While the fractions of correlated pairs increased in KO animals, the correlation strength of these pairs remained constant across behavioral conditions in WT and KO animals, indicating that functional connectivity strength between neurons is not sensitive to behavioral state or NEXMIF knockout. Interestingly, the number of correlated cells decreases in WT animals during locomotion, and WT animals exhibit fewer correlated cell pairs amongst locomotion-relevant cells. Additionally, closeness centrality of the WT network decreases during running, confirming decreased functional connectivity in the WT CA1 network during movement. Desynchronization of the neuronal population would lead to increased information encoding capability, consistent with the idea that CA1 network encodes relevant information during movement63. As locomotion is a fundamental component of spatial navigation and memory, this dynamic change in information coding capability would allow for flexible and efficient encoding of a WT animal’s current environment for spatial memory.

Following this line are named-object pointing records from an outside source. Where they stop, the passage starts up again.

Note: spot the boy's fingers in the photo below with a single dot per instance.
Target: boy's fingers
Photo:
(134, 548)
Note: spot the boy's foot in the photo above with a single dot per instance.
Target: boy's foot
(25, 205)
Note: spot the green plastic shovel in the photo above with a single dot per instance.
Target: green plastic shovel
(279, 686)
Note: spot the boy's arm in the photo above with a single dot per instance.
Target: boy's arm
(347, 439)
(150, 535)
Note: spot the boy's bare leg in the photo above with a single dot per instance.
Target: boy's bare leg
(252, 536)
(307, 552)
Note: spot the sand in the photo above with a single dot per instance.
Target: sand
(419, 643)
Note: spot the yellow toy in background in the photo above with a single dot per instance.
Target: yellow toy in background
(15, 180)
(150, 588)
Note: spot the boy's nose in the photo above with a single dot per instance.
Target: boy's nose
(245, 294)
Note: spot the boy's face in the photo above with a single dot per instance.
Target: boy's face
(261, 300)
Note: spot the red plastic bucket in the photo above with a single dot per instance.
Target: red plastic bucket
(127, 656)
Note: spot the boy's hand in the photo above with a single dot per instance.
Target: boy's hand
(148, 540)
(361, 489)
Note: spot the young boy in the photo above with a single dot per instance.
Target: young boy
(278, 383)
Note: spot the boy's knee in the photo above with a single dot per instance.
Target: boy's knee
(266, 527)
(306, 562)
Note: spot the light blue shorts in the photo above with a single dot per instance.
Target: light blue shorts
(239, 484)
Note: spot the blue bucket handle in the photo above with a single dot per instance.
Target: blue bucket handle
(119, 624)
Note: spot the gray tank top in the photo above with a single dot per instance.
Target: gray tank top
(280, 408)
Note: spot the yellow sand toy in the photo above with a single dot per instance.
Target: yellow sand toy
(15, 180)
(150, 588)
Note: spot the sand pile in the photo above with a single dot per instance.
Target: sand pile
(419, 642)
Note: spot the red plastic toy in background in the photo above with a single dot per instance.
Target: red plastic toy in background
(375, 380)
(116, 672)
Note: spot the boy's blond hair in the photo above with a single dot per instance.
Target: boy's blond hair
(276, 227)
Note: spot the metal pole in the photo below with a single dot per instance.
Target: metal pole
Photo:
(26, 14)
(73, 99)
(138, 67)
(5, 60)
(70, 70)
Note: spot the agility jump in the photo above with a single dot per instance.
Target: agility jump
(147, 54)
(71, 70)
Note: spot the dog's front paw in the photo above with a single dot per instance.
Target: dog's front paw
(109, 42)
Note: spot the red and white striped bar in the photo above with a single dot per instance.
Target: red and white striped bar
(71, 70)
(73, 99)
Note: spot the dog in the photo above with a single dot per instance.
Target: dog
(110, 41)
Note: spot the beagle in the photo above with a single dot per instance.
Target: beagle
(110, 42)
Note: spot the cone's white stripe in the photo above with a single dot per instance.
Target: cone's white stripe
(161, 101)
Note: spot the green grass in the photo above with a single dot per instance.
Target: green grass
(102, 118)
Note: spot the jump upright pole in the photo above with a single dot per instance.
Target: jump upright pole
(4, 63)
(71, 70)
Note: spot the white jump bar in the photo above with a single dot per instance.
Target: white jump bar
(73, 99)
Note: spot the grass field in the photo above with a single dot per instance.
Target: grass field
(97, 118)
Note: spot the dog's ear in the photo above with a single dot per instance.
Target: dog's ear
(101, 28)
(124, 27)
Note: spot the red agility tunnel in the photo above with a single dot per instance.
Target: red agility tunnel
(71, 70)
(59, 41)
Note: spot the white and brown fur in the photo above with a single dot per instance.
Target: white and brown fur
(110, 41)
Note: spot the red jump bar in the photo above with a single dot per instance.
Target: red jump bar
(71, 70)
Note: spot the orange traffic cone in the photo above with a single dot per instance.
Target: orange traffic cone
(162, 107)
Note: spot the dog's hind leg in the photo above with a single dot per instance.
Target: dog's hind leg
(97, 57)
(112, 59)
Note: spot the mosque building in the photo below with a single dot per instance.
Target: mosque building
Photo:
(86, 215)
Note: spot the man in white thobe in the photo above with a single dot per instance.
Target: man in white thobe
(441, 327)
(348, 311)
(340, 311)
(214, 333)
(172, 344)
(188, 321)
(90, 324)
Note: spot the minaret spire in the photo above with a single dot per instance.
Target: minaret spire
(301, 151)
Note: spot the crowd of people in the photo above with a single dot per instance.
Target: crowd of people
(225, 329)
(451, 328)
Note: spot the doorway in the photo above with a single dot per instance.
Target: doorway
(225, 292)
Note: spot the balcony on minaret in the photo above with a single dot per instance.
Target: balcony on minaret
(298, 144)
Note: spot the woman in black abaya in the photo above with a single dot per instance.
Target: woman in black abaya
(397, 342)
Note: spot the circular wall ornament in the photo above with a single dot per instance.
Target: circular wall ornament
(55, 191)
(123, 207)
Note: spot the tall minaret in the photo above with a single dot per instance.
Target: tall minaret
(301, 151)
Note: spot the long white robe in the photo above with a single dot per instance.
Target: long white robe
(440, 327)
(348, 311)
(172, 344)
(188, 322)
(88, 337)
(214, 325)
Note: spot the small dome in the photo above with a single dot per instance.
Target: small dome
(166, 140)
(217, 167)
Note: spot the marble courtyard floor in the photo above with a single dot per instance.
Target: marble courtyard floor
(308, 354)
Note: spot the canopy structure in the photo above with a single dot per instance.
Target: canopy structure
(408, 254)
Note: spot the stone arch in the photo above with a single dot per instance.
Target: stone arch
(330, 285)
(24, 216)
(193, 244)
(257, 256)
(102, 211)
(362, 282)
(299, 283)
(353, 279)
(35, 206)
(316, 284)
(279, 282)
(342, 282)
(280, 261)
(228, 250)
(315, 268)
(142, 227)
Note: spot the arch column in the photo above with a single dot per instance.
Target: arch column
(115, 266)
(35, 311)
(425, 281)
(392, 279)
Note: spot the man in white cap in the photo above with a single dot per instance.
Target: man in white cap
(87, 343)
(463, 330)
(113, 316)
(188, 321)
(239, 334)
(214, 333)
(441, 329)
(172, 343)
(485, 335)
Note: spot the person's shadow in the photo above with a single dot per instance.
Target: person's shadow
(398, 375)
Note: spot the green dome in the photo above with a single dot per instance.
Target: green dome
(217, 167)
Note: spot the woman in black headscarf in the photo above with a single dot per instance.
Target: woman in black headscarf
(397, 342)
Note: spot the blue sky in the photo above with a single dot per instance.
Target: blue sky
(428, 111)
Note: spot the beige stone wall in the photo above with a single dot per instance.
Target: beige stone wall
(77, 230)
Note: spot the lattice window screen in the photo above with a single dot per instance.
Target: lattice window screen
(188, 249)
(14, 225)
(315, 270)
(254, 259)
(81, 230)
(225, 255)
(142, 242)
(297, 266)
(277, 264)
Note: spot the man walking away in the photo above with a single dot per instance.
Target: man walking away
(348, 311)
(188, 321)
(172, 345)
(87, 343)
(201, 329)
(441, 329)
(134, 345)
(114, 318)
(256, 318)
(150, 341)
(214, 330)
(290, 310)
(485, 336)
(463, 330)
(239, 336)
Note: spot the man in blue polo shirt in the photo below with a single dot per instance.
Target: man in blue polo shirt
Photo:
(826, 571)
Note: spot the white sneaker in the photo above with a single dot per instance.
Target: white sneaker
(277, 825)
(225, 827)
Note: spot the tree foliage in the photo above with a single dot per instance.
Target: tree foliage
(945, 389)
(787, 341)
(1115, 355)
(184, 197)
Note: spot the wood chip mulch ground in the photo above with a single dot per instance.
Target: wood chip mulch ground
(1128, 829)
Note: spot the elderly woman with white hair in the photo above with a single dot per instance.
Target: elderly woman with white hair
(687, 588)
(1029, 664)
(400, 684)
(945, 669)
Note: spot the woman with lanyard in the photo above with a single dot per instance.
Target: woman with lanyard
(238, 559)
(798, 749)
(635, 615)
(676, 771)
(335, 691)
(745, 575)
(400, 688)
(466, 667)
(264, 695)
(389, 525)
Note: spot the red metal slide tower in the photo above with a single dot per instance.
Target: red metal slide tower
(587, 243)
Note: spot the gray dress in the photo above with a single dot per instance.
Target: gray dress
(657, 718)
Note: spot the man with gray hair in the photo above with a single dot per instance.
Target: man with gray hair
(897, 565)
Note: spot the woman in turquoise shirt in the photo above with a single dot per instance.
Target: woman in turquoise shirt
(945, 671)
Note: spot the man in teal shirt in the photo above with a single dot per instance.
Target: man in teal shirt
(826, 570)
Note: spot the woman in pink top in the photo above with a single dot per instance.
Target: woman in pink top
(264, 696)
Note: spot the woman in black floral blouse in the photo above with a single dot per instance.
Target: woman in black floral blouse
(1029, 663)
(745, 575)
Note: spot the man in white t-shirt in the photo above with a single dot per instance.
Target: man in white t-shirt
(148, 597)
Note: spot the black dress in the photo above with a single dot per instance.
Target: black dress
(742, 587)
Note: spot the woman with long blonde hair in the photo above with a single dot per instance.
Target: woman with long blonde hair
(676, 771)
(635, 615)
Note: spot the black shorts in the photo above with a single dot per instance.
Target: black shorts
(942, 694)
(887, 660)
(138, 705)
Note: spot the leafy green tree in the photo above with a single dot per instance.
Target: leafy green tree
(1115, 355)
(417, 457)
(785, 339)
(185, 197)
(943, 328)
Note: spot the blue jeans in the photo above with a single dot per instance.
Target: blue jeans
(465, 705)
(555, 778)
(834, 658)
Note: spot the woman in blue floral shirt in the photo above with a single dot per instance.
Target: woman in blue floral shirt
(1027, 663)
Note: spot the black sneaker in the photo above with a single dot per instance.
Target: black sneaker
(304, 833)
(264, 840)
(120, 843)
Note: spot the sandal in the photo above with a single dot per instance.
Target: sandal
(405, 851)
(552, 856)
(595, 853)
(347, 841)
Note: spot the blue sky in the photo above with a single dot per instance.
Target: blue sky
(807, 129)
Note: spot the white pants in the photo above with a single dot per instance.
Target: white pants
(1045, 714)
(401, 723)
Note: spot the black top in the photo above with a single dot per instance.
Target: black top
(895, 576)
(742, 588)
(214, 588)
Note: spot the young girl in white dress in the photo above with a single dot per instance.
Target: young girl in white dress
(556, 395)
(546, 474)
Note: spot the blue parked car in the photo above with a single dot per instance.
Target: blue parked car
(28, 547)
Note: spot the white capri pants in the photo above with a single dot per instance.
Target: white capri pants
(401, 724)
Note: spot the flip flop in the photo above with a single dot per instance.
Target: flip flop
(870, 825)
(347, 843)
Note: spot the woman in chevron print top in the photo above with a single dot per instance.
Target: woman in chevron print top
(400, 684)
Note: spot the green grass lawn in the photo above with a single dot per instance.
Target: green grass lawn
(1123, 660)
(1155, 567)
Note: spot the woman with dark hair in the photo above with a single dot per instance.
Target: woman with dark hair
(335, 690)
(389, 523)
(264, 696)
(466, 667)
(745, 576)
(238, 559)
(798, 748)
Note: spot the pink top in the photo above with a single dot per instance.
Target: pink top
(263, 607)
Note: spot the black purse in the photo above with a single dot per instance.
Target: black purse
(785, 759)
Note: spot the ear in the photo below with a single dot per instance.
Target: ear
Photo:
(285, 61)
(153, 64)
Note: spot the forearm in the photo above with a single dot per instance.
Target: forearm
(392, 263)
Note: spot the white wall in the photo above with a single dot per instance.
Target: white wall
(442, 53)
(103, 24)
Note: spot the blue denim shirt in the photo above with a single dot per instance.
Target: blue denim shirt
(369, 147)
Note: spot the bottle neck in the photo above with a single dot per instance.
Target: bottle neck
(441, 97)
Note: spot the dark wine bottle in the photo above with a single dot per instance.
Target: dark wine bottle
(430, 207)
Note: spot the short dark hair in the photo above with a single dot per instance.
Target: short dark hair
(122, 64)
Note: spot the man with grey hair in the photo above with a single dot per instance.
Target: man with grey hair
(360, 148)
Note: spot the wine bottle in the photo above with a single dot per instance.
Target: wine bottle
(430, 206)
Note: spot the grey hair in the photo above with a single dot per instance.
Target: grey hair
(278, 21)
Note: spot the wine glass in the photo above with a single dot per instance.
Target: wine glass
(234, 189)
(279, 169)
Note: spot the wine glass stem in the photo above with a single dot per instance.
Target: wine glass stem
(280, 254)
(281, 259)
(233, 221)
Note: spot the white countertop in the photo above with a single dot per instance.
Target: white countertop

In NEXMIF KO animals, however, a larger number of cell pairs are significantly correlated in both behavioral conditions, and cell pairs that are correlated over the entire session are dominated by strong correlations during running. Additionally, a larger fraction of locomotion-relevant cells are highly correlated, and closeness centrality of the CA1 network does not decrease during movement. Taken together, these observations illustrate that NEXMIF knockout creates exaggerated network synchrony and thus reduces information encoding capacity, particularly during locomotion. Although a larger population of cells responds during movement in KO animals, the abnormal synchrony amongst these cells and others prohibits the heterogeneity of CA1 network response, illustrated by closeness centrality, that is seen in WT mice during locomotion. The increased synaptic E/I ratio of NEXMIF KO neurons and our finding of overexcitation upon movement in the CA1 circuit of KO mice could account for the similarity we observe in population activity. The higher percentage of movement-modulated cells observed in KO mice could also reflect a compensatory mechanism in the CA1, to homeostatically increase information encoding capability throughout development. Alternatively, this higher percentage could be due to the increased number of correlated cells, as these correlations could arise from common inputs to these cell pairs that are activated upon movement. Overall, our observations of increased connectivity indicate a reduced ability to process spatial information and spatial encoding that could lead to the impaired spatial memory and contextual fear memory observed in NEXMIF KO mice37.
Materials and Methods
Animal Surgery and Recovery
All animal procedures were approved by the Boston University Institutional Animal Care and Use Committee. 8 homozygous KIAA2022 knockout (maintained on a C57Bl/6 genetic background) male mice and 7 wild-type (WT) male littermates were used in this study37. Mice were 7-34 weeks old at the start of experiments. Animals first underwent stereotaxic viral injection surgery, targeting the hippocampus (anterior/posterior: -2.0mm, medial/lateral: +1.4mm, dorsal/ventral: -1.6mm from bregma). Mice were injected with 500-750nL of AAV9-synapsin-GCaMP6f.WPRE.SV40 virus, obtained from the University of Pennsylvania Vector Core (titer ∼6e12 GC/mL). Injections were performed with a blunt 33-gauge stainless steel needle (NF33BL-2, World Precision Instruments) and a 10 μL microinjection syringe (Nanofil, World Precision Instruments), using a microinjector pump (UMP3 UltraMicroPump, World Precision Instruments). The needle was lowered over 1 min and remained in place for 1 min before infusion. The rate of infusion was 50 nL/min. After infusion, the needle remained in place for 7-10 min before being withdrawn over 1 min. The skin was then sutured closed with a tissue adhesive (Vetbond, 3M). After complete recovery (7+ days after virus injection), animals underwent a second surgery to implant a sterilized custom imaging cannula (outer diameter: 3.17mm, inner diameter: 2.36mm, height: 2mm). The imaging cannula was fitted with a circular coverslip (size 0, outer diameter: 3 mm, Deckgläser Cover Glasses, Warner Instruments), adhered to the bottom using a UV-curable optical adhesive (Norland Optical Adhesive 60, P/N 6001, Norland Products). During surgery, an approximately 3.2mm craniotomy was created (centered at anterior/posterior: -2.0mm, medial/lateral: +1.7mm) and the cortical tissue overlaying the hippocampus was aspirated away to expose the corpus callosum. The corpus callosum was then thinned until the underlying CA1 became visible. The imaging cannula was then tightly fit over the hippocampus and sealed in place using a surgical silicone adhesive (Kwik-Sil, World Precision Instruments). The imaging window was secured in place using bone adhesive (C&B Metabond, Parkell) and dental cement (Stoelting). A custom aluminum head-plate was also affixed to the skull anterior to the imaging window. Analgesic was provided for at least 48 hours after each surgery, and mice were single-housed after window implantation surgery to prevent damage to the head-plate and imaging window.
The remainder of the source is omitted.